Oggi – quindi – nel momento in cui si parla di ebook come forma di letteratura digitale di massa, ci si trova di fronte ad una materia più complessa di un semplice libro di carta scannerizzato per una device mobile, perché esiste già un sofisticato vocabolario di utilizzo per quello che riguarda una parola scritta in digitale. Basti pensare che già oggi un ebook di un qualunque testo tradizionale nato per la carta, è in realtà un sito web.
Questa confusione sulle caratteristiche del prodotto editoriale digitale, fa sì che lo sviluppo del prodotto ebook sia ancorato alla forma libro molto più di quanto dovrebbe essere. Pur lavorando con strumenti interamente digitali, si lavora a libri digitalizzati e non a contenuti digitali. Mentre gli studenti e i professionisti aumentano la loro conoscenza con un quotidiano lavoro di aggregazione di materiali atomici che trovano in rete, l’ebook si muove ancora in un flusso lineare che scimmiotta la carta, con tanto di animazioni del giro pagina.
È una confusione che ha un beneficio: ammorbidisce la rivoluzione in atto e dà respiro agli editori (e ai lettori) di comprendere e di entrare in confidenza con qualcosa che racconta storie, informa, e non è un libro e magari non usa nemmeno le parole: però è una cosa omogenea, letteraria ed editoriale.

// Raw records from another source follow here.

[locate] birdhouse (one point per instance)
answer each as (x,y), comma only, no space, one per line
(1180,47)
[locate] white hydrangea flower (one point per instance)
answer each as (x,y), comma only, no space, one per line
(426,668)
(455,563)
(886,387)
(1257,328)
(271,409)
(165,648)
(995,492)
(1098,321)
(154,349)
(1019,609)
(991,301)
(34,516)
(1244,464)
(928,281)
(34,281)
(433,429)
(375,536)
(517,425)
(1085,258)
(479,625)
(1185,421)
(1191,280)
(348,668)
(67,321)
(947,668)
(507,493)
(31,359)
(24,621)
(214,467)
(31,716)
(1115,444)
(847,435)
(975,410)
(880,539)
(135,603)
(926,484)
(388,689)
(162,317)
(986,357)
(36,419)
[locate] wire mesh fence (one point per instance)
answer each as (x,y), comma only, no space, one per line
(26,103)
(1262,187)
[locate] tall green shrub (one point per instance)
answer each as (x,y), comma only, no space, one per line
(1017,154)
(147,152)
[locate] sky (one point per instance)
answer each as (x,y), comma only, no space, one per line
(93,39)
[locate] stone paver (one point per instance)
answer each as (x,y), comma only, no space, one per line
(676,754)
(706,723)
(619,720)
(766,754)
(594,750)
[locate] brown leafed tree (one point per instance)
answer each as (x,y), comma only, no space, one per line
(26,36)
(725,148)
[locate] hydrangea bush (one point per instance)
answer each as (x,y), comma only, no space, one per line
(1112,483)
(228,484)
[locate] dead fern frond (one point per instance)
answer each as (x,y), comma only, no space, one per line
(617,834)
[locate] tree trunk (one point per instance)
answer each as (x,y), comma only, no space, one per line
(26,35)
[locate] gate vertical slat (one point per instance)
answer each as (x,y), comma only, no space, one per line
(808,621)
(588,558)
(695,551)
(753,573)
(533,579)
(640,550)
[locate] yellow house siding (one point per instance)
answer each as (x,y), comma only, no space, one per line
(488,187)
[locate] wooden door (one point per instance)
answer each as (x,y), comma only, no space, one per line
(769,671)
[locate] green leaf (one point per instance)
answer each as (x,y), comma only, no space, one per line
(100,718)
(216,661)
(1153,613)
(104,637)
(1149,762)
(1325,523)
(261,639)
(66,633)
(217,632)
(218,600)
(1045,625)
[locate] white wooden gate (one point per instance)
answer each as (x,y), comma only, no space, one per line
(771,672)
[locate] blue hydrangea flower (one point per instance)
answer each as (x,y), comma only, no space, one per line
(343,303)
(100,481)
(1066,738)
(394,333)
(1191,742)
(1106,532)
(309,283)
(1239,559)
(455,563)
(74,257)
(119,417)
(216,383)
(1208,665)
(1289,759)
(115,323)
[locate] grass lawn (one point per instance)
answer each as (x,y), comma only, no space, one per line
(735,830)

{remix e update di un post di appunti del 2011}
Giusto. A ciò si aggiunge l’anglofilia che caratterizza l’italiano, per la quale continuiamo a parlare di _email_ e _mouse_ dove i francesi hanno creato i loro calchi in francese _courriel_ e _souris_.

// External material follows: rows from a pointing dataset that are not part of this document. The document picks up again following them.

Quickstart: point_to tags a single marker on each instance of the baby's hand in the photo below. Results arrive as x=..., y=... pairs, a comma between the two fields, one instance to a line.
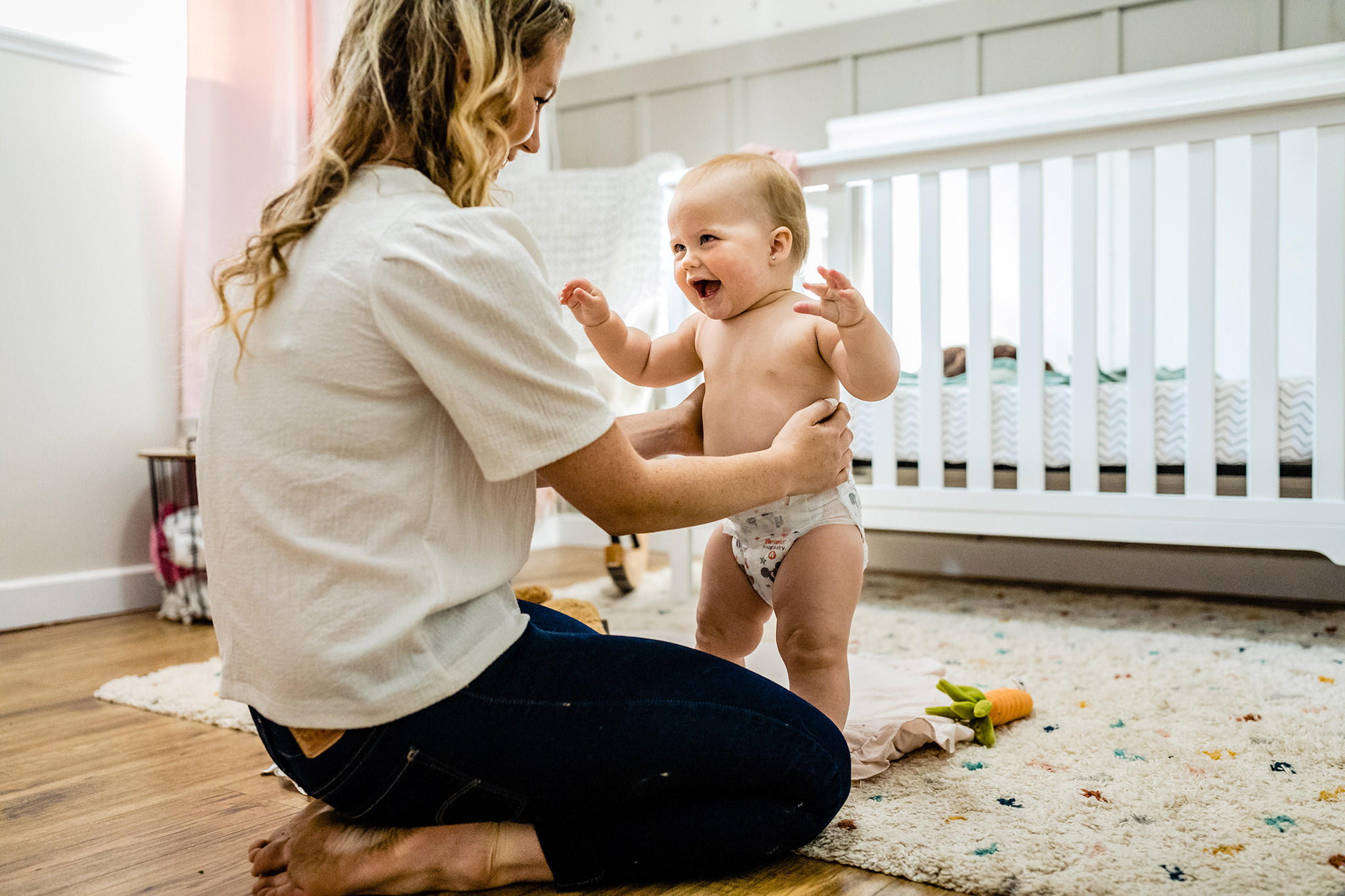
x=838, y=300
x=585, y=301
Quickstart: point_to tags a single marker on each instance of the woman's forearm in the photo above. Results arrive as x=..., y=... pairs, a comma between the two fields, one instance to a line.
x=613, y=486
x=671, y=430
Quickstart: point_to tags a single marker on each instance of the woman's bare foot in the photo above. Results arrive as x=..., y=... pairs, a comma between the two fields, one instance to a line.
x=317, y=855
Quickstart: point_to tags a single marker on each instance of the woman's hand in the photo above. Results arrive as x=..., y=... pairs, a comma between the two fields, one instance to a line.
x=838, y=300
x=692, y=427
x=585, y=301
x=814, y=448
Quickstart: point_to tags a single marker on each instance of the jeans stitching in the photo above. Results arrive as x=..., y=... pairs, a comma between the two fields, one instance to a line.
x=355, y=761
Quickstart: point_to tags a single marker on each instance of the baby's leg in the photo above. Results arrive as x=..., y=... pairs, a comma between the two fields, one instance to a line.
x=816, y=593
x=731, y=614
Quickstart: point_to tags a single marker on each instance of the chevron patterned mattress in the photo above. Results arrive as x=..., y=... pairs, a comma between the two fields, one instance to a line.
x=1296, y=423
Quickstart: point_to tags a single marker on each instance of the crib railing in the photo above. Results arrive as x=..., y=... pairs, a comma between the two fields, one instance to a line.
x=1193, y=106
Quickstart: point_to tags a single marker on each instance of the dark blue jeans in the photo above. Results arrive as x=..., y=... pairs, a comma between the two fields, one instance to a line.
x=634, y=759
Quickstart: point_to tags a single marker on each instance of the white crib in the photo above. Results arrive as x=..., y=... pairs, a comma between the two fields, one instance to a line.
x=1193, y=106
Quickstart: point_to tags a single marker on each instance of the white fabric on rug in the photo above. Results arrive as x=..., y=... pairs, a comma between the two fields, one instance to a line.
x=1174, y=742
x=888, y=695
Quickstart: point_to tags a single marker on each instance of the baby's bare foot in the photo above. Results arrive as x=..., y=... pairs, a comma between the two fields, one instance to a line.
x=330, y=857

Sarebbe più sensato di parlare di _monografie digitali_ (invece che _e-book_) e di _riviste digitali_ (invece che _e-journal_).
La frase …
“Nel momento in cui si è dovuta gestire la relazione tra uomo e computer, la parola si è offerta come metodo economico di gestione di questo rapporto.”
a me, che di venerabile ho solo l’età fa ricordare che quella relazione ebbe inizio, in certi ambienti, come “rapporto di coppia”, tra utente e tecnologia.
Le parole necessarie, per tener vivo quel rapporto, comprendevano anche quelle che facevano parte di un dialogo [operativo], adeguato a permettere l’interoperabilità delle diverse culture dei due partner, senza che nessuna delle due fosse obbligata a dipendere da o a integrarsi nell’altra ….
ma su questo punto ho ampio motivo di credere che non ci sia modo di capirsi.
Quindi me fermo qui.
Questo commento è un tentativo …. di uno in cerca di una via, per dar forma e contenuti a un sito web, in grado di offrire PROspettive LOCali di Web Territorialità … riscoprendo la necessità di un rapporto di coppia [gestito] tra reale [analogico] e virtuale [digitale].